This is a pivotal section, between the Exodus/Desert wanderings of the Hebrews, and their settlement in the land promised to them. Its also the pivot point between Moses, the lawgiver, and subsequent generations of slowly centralizing power, and a tug of war between the two functions that were united in Moses: government and prophecy. And its the time when Canaanite and other population of the land begin to make way for Israelite settlement, although the latter will never totally replace the former.

Again, the modern reader is disturbed by accounts in this section of total destruction of cities, cultures and even people, including noncombatants. It was probably meant to be disturbing and frightening. What emerges in the stories of Jericho, Rahab and the Gabaonites (chapter 10) is that surrender and incorporation into Israel was a well-understood offer, which Rahab and her family took advantage of. The seven days of marching around Jericho may also have served as a daily reminders and offers of peace to those who surrender. And the Gabaonites, who put on the pretense of having recently come from afar, seem to have understood that they could sue for peace, if they surrendered as well to Israel’s God. They may have thought that they would get better terms as (apparent) outsiders.
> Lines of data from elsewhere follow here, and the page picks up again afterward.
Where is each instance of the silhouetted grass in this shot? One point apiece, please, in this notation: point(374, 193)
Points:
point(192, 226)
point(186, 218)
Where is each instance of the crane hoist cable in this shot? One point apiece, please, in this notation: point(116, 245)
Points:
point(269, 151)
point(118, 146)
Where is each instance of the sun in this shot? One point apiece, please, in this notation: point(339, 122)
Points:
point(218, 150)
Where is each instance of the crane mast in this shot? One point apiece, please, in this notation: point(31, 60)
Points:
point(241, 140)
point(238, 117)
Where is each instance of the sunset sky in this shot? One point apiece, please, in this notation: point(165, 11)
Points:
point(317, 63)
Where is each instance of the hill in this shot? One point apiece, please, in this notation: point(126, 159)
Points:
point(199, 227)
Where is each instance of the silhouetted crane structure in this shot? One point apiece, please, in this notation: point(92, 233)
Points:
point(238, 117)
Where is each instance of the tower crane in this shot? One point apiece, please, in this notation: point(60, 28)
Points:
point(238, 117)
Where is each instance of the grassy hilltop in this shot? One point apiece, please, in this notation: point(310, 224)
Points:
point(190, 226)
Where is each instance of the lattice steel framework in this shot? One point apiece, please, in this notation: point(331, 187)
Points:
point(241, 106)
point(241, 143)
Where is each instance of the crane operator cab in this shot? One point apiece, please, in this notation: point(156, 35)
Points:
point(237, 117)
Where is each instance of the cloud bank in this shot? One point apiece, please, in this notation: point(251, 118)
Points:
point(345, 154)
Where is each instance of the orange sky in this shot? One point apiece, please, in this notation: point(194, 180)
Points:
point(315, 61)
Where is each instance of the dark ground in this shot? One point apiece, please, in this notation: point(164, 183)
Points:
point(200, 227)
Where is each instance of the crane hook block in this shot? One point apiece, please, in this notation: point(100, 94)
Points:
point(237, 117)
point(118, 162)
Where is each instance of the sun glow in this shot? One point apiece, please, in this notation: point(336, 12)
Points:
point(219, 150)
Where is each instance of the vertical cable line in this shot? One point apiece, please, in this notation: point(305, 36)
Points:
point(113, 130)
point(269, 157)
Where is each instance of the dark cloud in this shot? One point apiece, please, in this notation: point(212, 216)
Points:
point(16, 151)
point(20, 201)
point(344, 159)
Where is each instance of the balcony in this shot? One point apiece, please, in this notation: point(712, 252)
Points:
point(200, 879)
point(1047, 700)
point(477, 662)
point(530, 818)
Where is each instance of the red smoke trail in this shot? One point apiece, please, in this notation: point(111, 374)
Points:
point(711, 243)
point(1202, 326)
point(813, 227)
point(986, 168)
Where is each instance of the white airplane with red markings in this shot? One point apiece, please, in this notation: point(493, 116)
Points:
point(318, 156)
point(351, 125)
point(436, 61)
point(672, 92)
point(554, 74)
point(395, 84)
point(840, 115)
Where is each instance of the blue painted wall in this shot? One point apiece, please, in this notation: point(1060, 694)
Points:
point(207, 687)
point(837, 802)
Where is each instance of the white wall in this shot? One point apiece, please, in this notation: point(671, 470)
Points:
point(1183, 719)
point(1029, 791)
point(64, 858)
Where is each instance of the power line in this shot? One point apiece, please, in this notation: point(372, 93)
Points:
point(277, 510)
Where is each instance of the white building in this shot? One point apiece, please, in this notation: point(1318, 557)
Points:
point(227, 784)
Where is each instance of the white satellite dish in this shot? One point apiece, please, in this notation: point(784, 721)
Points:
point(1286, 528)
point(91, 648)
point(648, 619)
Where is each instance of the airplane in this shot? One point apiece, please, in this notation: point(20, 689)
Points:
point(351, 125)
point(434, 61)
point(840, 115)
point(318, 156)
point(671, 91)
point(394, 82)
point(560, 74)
In his book, Divine Presence Amid Violence, Prof. Walter Brueggeman argues that Israel’s invasion of Imperial Egypt’s buffer zone and client states was effectively a revolution of the less powerful and dispossessed against their oppressors: Egypt and its centralized, royal, imperial, idolatrous, militaristic and monopolistic vassal states. God had already declared himself on the side of the poor and powerless before the Exodus. And the law and worship which God was instituting with the Israelites were the terms and foundation of Israel’s humanity, dignity and autonomy, as free, just and self-governing persons, families, clans and tribes. They would thereby also avoid the imperial evils of power concentration, class disparity, endless wars of imperial aggression and expansion, and the permanent exploitation and disadvantaging of the poor.

But as the New Testament itself says, the best was yet to come with Jesus, who leads this same fight, but now by weapons of the Spirit, and not by those of the flesh. Dr. Willard Swartley, professor emeritus of New Testament at Associated Mennonite Biblical Seminary, has taught and written much about the parallels and contrasts between Joshua of the Old Testament and Jesus of the New Testament. They are both the same name, in Hebrew, making them effectively the first and second Joshuas.

The first Joshua took over from Moses. So did the second: “The law came through Moses, but grace and truth through Jesus the Christ (John 1: 17).” The first Joshua led 12 tribes through the promised land. The second Joshua led 12 disciples. The first Joshua fought sinners. The second Joshua fought sin. The first Joshua killed sinners. The second Joshua died for them. Thus the sword of the first Joshua gets inverted to become the cross of the second Joshua. Yet theirs’ is essentially the same campaign, with the same zeal and earnestness, for the same God and his kingdom on earth, resulting in human liberation, but with different weapons: the second ones (the weapons of peace) superceeding and fulfilling the first.